I have to give props to OSU, and specifically the department of dance, for taking health and safety precautions so seriously. Both the department and the university have created a space where inquiry and investigation can still thrive will everyone works together to keep each other safe. I can’t thank the staff and work-study students enough for providing us with clean spaces in which to work while we’re on campus. There aren’t enough words to describe how creatively and valiantly the instructors and professors worked to create challenging and inspiring classes in which students thrived personally and academically. And of course, I am grateful for Dr. Nadine George-Graves, chair of the department of dance at OSU, for leading us through this frustrating time with transparency and grit.
During my first semester I’ve been involved in a plethora of classes, all of which have provided me with tools and insight to propel me forward with success as I continue my journey. I’ve had the pleasure of being a teaching assistant for a general education course called Western Concert Dance. The lead instructor is 3rd year PhD student Alex Christmas and I’ve learned so much from observing her teach and interact (virtually) with students. I’ve been able to take movement classes from the newest faculty member and a faculty member who is retiring at the end of this semester. Professor Momar Ndiaye is new to the department this semester and I was in his African Dance class, my first full African dance course outside a master class, and I made so many connections to my previous dance training and learned how many of the roots of the movement I know are based in West African dance forms. I was lucky enough to be part of Dr. Karen Eliot’s ballet class where I tried to soak up as much of her wisdom as I could before she heads off to retirement. I’ve also taken Sound Design this semester with Jonathon Hunter, the Production Manager for the department, and learned how to use software I never thought I would need to know about.
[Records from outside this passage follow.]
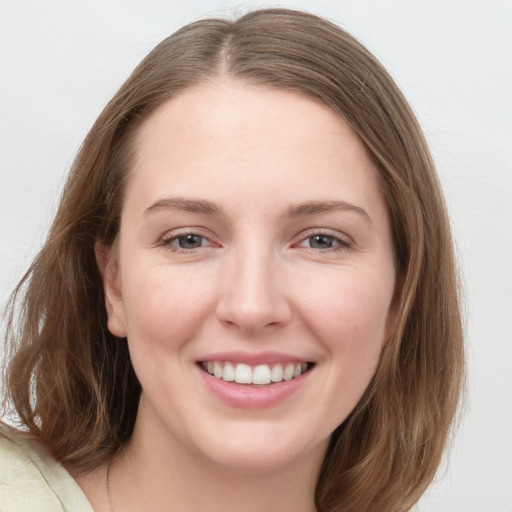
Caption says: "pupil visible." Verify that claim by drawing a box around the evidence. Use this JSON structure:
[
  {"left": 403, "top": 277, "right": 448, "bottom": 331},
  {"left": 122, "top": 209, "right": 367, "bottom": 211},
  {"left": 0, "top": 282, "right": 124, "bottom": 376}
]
[
  {"left": 178, "top": 235, "right": 203, "bottom": 249},
  {"left": 310, "top": 235, "right": 333, "bottom": 249}
]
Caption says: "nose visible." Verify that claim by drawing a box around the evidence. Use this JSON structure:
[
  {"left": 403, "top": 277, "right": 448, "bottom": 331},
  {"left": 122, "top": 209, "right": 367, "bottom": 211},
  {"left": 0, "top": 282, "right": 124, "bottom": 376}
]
[{"left": 217, "top": 245, "right": 292, "bottom": 334}]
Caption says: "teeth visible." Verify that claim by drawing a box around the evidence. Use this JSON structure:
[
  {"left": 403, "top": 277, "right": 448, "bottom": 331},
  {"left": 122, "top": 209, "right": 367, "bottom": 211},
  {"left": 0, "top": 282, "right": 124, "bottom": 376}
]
[
  {"left": 203, "top": 361, "right": 308, "bottom": 385},
  {"left": 252, "top": 364, "right": 270, "bottom": 384},
  {"left": 235, "top": 364, "right": 252, "bottom": 384}
]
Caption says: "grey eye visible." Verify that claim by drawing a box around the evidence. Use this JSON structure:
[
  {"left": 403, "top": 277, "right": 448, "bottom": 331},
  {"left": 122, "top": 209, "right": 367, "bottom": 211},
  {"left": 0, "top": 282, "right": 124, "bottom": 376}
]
[
  {"left": 173, "top": 233, "right": 203, "bottom": 249},
  {"left": 308, "top": 235, "right": 335, "bottom": 249}
]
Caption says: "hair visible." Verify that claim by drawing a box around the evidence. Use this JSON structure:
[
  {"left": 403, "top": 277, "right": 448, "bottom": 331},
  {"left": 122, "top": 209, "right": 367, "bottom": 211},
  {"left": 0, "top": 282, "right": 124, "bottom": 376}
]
[{"left": 1, "top": 9, "right": 464, "bottom": 512}]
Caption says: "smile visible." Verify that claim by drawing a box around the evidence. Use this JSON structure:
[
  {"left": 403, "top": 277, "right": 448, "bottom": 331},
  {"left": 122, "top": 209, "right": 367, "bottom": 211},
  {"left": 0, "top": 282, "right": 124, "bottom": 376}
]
[{"left": 201, "top": 361, "right": 311, "bottom": 385}]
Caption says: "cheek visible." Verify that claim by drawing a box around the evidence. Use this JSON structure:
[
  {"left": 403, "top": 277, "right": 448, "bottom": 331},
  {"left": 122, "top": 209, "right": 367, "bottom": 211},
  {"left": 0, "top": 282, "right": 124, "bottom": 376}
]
[
  {"left": 303, "top": 273, "right": 394, "bottom": 368},
  {"left": 123, "top": 267, "right": 216, "bottom": 345}
]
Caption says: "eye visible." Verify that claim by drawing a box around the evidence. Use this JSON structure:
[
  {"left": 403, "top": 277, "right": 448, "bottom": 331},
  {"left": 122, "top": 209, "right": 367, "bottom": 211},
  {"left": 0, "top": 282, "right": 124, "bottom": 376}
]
[
  {"left": 297, "top": 233, "right": 351, "bottom": 251},
  {"left": 162, "top": 233, "right": 212, "bottom": 251}
]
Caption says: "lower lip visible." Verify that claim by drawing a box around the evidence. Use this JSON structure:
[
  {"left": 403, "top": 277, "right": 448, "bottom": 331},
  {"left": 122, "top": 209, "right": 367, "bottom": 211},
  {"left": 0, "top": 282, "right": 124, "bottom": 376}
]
[{"left": 198, "top": 368, "right": 311, "bottom": 409}]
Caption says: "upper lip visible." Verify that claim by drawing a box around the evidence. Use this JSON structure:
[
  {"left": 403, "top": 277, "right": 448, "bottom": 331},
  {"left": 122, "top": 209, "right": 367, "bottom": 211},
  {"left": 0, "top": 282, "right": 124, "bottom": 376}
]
[{"left": 198, "top": 351, "right": 312, "bottom": 366}]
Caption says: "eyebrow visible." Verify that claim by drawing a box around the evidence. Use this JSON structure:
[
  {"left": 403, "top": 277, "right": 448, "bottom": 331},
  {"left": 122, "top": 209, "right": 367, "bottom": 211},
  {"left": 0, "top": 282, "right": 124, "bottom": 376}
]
[
  {"left": 144, "top": 197, "right": 222, "bottom": 215},
  {"left": 143, "top": 197, "right": 374, "bottom": 227},
  {"left": 286, "top": 201, "right": 374, "bottom": 227}
]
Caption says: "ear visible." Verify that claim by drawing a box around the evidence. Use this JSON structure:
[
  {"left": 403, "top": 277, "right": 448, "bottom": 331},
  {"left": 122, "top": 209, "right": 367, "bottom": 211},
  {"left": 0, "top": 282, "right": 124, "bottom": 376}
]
[{"left": 94, "top": 241, "right": 127, "bottom": 338}]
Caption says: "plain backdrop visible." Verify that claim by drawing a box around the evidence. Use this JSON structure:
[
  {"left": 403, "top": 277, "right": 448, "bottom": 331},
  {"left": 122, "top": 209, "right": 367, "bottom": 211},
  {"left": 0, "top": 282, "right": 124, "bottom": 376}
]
[{"left": 0, "top": 0, "right": 512, "bottom": 512}]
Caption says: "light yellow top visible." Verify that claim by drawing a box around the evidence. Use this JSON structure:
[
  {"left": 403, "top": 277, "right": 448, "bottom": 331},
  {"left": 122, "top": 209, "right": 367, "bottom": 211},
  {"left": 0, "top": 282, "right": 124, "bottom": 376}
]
[{"left": 0, "top": 422, "right": 94, "bottom": 512}]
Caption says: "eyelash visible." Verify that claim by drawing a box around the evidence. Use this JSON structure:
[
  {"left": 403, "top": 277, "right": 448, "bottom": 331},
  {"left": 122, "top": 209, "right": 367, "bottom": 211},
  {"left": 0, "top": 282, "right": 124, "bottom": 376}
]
[
  {"left": 160, "top": 231, "right": 215, "bottom": 254},
  {"left": 294, "top": 231, "right": 352, "bottom": 253},
  {"left": 160, "top": 231, "right": 352, "bottom": 254}
]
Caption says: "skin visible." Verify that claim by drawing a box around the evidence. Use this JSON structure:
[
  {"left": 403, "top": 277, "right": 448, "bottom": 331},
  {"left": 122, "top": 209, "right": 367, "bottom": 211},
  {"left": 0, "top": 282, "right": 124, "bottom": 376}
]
[{"left": 83, "top": 79, "right": 395, "bottom": 512}]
Dance Film I with Professor Mitchell Rose has proven to be one of the most important courses I’ve taken this semester. Not only is dance film something I’ve been interested in learning more about, it is a skill and medium that has become essential during a time when in-person performances are dangerous and prohibited. Not only have I learned the skills of using film editing software I’ve learned important lessons about creativity, storytelling, and maintaining a subjective, critical eye. I appreciated Mitchell’s candor and honest feedback, but more importantly, I appreciated his openness to interpretation and encouragement for his students to develop and express their own opinions.
Speaking of creativity, my Choreography Workshop course with Professor Susan Petry has been a source of inspiration and productive frustration. Professor Petry gave us the huge challenge of creating 8 pieces throughout the semester. Once piece was to be a 3-minute solo, one a 1-minute piece, one a durational piece, one a group piece, and four others left up to our imaginations. I won’t lie, I definitely got fatigued creatively, but I think being able to find the strength to work through the exhaustion brought a clearer understanding of the importance of the dailiness of creating. Most of the other posts in this blog are about the process of making these works, so please check them out – there are videos to watch too!
At the core of my courses in my first semester was Foundations in Dance Research with Professor Norah Zuniga Shaw. In this course Norah led us through the ins and outs of what it means to be a graduate student in dance at OSU. She provided us with guidance on developing our research statements, navigating the university’s library system, and improving our digital literacy skills. In fact, she is the reason I have this blog! I’m so thankful I’ve had Norah and this course to get me started on this journey back into academia. Starting back to school after 12 years of working in the field, I was feeling nervous about what it would mean to be a student again. However, with Norah’s guidance and advising I feel more confident that I can do this!
It is certain that 2020 has been a rough year for most, and this first semester of grad school has brought its highs and lows for me, but I couldn’t have made it through without the support and inspiration from my cohort. I am so privileged to be on this journey with 7 of the most talented, creative, and generous individuals I know. Through feedback in class, collaborations on projects, and hilarious group chats, this cohort has been a lifeline and support system I needed to survive. I feel honored to be part of a group that lifts each other up, cheers each other on, and will hold each other accountable as we move forward in our journeys together. To my cohort: thank you, I love you, and “to uncertainty and beyond!”